I'm really surprised by this, there is an official cab office right outside ezeiza, which gives it some legitimacy. How did you pick a cab? (i want to know which ones are actually unsafe)
Use Uber, call a radio taxi, use an app that is used by a local radio taxi or when you are actually at Ezeiza just go to one of the many stands that are right after the scanners before you go out into the main hall.

I am really careful at the points where you will find a lot of tourists like Ezeiza and the central bus station. We've got screwed by a "tapper" once, paid much more for the ride than was actually supposed because he rigged the meter. This happened just outside the bus station where they're waiting for victims from out of town that don't know the tariffs, distances etcetera.
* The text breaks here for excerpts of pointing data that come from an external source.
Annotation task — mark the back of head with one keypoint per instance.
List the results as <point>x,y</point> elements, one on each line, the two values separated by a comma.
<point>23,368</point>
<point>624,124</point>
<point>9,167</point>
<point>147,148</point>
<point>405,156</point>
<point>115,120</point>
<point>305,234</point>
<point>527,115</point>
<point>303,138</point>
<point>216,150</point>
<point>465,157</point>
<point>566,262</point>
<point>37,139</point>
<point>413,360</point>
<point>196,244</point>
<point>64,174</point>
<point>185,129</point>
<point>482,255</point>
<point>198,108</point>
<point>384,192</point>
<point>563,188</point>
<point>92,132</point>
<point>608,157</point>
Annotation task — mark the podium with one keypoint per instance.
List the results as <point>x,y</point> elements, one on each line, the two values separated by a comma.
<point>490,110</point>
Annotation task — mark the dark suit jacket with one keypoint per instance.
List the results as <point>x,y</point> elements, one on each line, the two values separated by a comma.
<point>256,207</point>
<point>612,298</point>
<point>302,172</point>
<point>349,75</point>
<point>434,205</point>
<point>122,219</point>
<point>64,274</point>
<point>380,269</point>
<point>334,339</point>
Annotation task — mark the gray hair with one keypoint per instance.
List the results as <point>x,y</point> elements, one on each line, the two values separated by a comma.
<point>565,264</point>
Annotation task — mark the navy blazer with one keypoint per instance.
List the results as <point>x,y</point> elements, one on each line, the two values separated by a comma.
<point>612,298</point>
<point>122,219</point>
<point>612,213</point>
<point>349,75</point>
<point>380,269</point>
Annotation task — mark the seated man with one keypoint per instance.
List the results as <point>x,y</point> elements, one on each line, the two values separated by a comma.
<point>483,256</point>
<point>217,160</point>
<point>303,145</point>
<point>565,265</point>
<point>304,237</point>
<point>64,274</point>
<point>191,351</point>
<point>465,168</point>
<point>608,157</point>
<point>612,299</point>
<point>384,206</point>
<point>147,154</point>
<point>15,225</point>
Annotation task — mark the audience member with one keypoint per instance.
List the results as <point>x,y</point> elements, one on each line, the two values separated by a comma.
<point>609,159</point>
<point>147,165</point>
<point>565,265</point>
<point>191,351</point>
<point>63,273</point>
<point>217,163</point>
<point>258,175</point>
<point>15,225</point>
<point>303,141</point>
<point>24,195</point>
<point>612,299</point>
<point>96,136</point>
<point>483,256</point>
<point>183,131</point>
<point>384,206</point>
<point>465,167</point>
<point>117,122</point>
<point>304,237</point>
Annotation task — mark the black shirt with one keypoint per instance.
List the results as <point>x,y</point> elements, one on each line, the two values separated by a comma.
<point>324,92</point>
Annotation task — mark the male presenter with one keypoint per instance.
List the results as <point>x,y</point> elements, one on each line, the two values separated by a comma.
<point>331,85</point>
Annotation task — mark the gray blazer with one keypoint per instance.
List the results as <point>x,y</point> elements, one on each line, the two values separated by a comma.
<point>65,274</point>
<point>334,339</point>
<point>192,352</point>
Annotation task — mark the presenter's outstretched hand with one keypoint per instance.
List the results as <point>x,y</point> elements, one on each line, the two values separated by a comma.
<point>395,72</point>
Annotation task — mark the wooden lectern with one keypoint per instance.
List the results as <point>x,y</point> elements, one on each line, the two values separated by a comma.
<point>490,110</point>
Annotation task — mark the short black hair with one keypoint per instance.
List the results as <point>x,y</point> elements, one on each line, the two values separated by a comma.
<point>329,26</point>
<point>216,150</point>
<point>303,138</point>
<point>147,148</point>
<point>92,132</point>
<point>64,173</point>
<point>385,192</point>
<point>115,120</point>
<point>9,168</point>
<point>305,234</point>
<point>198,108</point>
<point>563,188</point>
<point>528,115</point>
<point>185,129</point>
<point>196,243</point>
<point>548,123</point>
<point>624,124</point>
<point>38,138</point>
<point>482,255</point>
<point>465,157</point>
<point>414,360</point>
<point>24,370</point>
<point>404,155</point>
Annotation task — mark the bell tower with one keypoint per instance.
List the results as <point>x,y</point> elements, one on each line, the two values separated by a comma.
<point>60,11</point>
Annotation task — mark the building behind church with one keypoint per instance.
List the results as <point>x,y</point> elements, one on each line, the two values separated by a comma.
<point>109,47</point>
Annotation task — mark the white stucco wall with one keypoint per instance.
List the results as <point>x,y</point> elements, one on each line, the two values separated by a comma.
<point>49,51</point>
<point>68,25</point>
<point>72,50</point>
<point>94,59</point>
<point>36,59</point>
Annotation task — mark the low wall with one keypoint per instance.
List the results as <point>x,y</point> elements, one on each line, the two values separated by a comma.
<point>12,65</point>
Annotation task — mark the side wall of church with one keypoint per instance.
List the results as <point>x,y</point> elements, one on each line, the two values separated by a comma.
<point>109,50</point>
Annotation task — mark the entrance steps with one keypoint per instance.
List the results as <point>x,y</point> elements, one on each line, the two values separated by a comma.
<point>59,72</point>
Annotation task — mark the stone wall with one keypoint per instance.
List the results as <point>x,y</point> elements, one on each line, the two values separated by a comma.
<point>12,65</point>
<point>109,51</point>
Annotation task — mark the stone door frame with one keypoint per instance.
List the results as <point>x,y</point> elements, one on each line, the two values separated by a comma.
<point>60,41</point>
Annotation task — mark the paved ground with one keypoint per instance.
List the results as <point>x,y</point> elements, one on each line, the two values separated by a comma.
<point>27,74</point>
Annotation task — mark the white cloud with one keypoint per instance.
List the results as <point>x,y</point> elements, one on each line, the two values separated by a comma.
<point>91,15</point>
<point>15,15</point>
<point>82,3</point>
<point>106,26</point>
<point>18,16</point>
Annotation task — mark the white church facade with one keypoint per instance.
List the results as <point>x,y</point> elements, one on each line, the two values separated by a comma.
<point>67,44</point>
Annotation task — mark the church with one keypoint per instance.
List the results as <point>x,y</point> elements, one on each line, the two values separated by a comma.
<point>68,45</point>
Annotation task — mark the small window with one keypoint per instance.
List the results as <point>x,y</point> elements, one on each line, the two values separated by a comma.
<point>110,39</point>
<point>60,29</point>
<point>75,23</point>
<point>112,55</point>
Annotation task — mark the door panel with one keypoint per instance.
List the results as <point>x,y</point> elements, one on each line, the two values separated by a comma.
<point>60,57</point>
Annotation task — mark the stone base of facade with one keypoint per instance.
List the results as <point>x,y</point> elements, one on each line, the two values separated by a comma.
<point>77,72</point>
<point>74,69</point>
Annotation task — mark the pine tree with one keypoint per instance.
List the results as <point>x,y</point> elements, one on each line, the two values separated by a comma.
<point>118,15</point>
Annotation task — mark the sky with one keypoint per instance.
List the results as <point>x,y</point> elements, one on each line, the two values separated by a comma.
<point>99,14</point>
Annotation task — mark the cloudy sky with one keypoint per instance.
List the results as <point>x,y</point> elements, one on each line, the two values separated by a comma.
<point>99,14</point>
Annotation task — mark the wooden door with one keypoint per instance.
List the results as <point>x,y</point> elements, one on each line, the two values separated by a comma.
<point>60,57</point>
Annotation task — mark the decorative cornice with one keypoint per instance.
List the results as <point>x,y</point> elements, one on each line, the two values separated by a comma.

Hailing on the street never went wrong.

I'm argentinian, I've never had issues coming from the airport, thats why i'm asking. Uber works from the airport? thats pretty sweet..
I actually never used Uber! I assumed they were working in the greater Buenos Aires area not just the center. I'd personally take a remise over Uber any day.
It looked like a city cab, yellow and black and was front in the line of all city cabs waiting in Ezeiza. Looking back at it it was a Peugeot that was too old to be running every day. It had the back seat door handles and window levers removed, something you only see when you are already in the car. In the end i was happy that he let me go. It cost me 200 USD ... it could have been worse.